An important aspect to hold in mind as well is that care should be taken not to overpathologize exercise or other behaviors [43]. There might be a compulsive element to a behavior such as exercising but unless there is stability over time and clear functional impairment it does not classify as addiction [43]. Problematic over-involvement in exercise has been shown to be fairly transient in a 5-year cohort study, even when untreated [44]. Clinical guidelines on treatment of CE are however lacking, as are intervention studies specifically directed at CE. This would be a welcome next step of investigation.

Denial of illness

Denial falsely inflated differences between CE and non-CE patients. Despite receiving an ED diagnosis, 25% of adolescents rated below clinical cut-off and self-report of CE was substantially lower among them (12%), as was reporting of bingeing, purging and associated features. In this study, it was not possible to determine the underlying cause(s) behind denial, but the phenomenon clearly complicated assessment. Denial as a potential threat to validity should therefore be taken into account in studies on adolescents with EDs.

Strengths and limitations

As mentioned, a specific measure of CE was lacking and frequency estimates were based on recall, entailing inherent instability. Also, we did not measure duration of CE engagement, threatening the validity of the compulsivity aspect. A specific measure for negative perfectionism was also lacking. However, item content and theoretical underpinnings of SASB Self-criticism are consistent with the negative perfectionism construct, and results were consistent with previous research. The present study has several strengths as well: the large sample size, the longitudinal design, inclusion of understudied groups such as boys and EDNOS, inclusion of all levels of severity and controlling for denial. Patients were included nationwide, with high coverage ratio, ensuring high ecological validity. Well validated and structured methods for diagnostics and self-rating were used.
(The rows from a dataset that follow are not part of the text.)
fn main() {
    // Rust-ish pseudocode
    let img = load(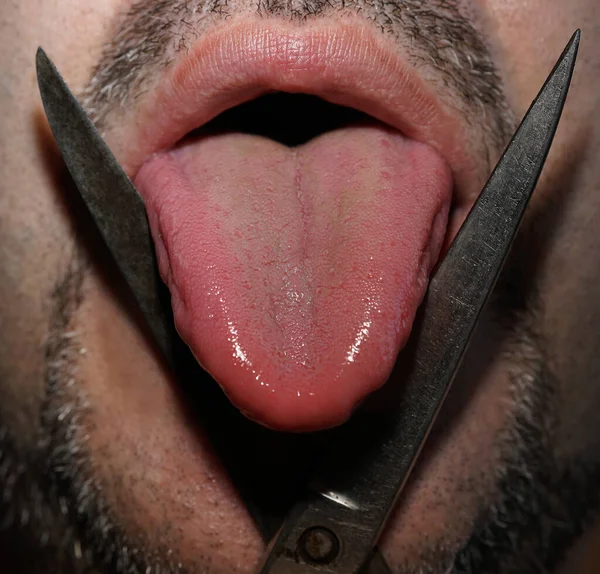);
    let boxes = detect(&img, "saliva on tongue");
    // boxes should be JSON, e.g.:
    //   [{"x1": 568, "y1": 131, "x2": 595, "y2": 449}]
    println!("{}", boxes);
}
[{"x1": 135, "y1": 125, "x2": 452, "y2": 431}]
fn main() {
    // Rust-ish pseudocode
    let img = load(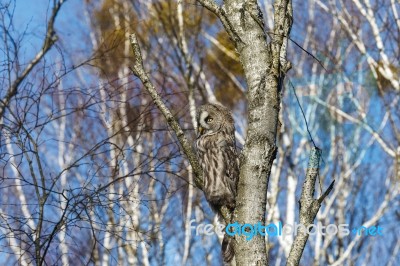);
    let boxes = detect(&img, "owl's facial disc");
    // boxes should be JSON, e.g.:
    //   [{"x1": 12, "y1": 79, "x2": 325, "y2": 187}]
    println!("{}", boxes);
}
[{"x1": 197, "y1": 111, "x2": 212, "y2": 136}]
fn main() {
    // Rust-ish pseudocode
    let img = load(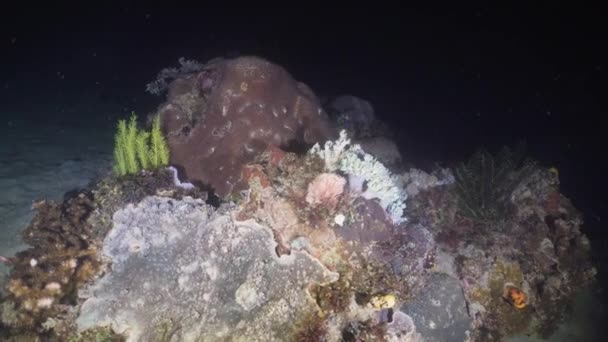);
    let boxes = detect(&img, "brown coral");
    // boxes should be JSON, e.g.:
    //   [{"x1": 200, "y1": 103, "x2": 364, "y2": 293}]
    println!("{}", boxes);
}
[
  {"x1": 306, "y1": 173, "x2": 346, "y2": 208},
  {"x1": 160, "y1": 56, "x2": 337, "y2": 197}
]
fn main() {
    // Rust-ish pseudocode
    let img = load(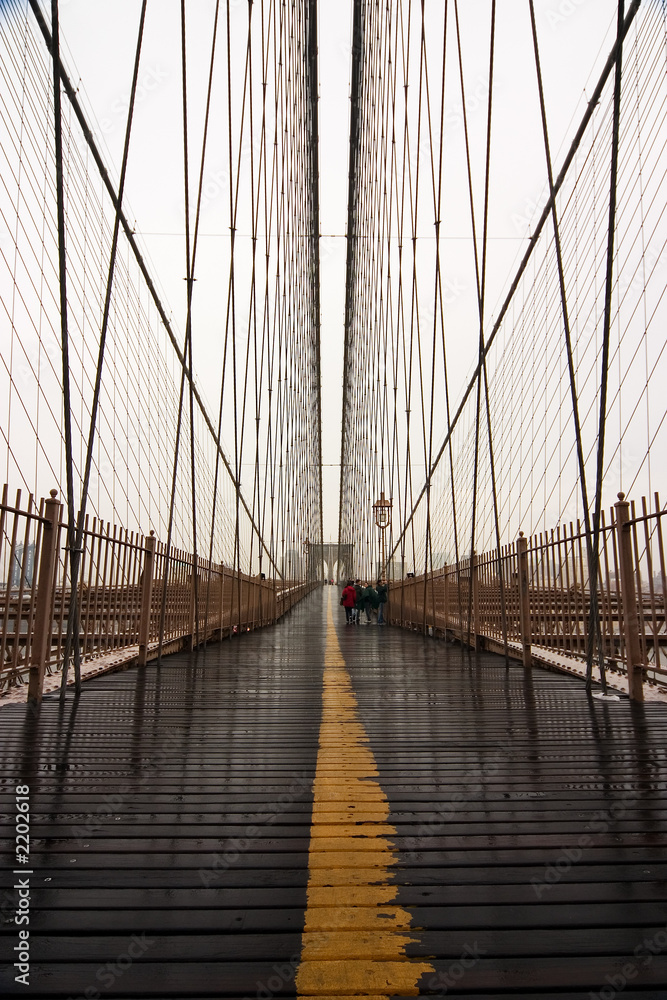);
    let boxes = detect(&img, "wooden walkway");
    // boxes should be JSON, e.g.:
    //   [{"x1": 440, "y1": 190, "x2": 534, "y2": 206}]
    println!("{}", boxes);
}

An attrition rate of 48% is potentially a threat to generalizability, yet attrition analyses found no significant differences, in concordance with another study on the database [45]. Patients in the current study received treatment of various modalities (e.g., medical, psychological, pedagogical, nutritional, social, physical), length and intensity (e.g., inpatient, day-patient, out-patient). Although outcome was similar in CE and non-CE patients, it is not clear if they benefit equally from particular interventions, and this was not investigated. Recalling the instability of problematic behaviors such as exercise [44], assessment of the role of CE in the symptom pattern of the individual is warranted, as is attention to the possibility that patients may switch between CE and other compensatory/addictive behaviors [46]. Clinically, different addictive or compulsive behaviors may be present interchangeably if the underlying function (emotion regulation) is not addressed.

Conclusions

About four in ten adolescents with ED report engaging in CE. Patients with CE have a more severe clinical presentation, albeit not affecting 1-year prognosis. Cessation of CE during follow-up was associated with remission. Systematic assessment of CE would aid in estimating its impact on ED, in tailoring treatment, and in evaluating outcome. Denial of illness is a common feature in adolescents with EDs and as such a potential confounder in research.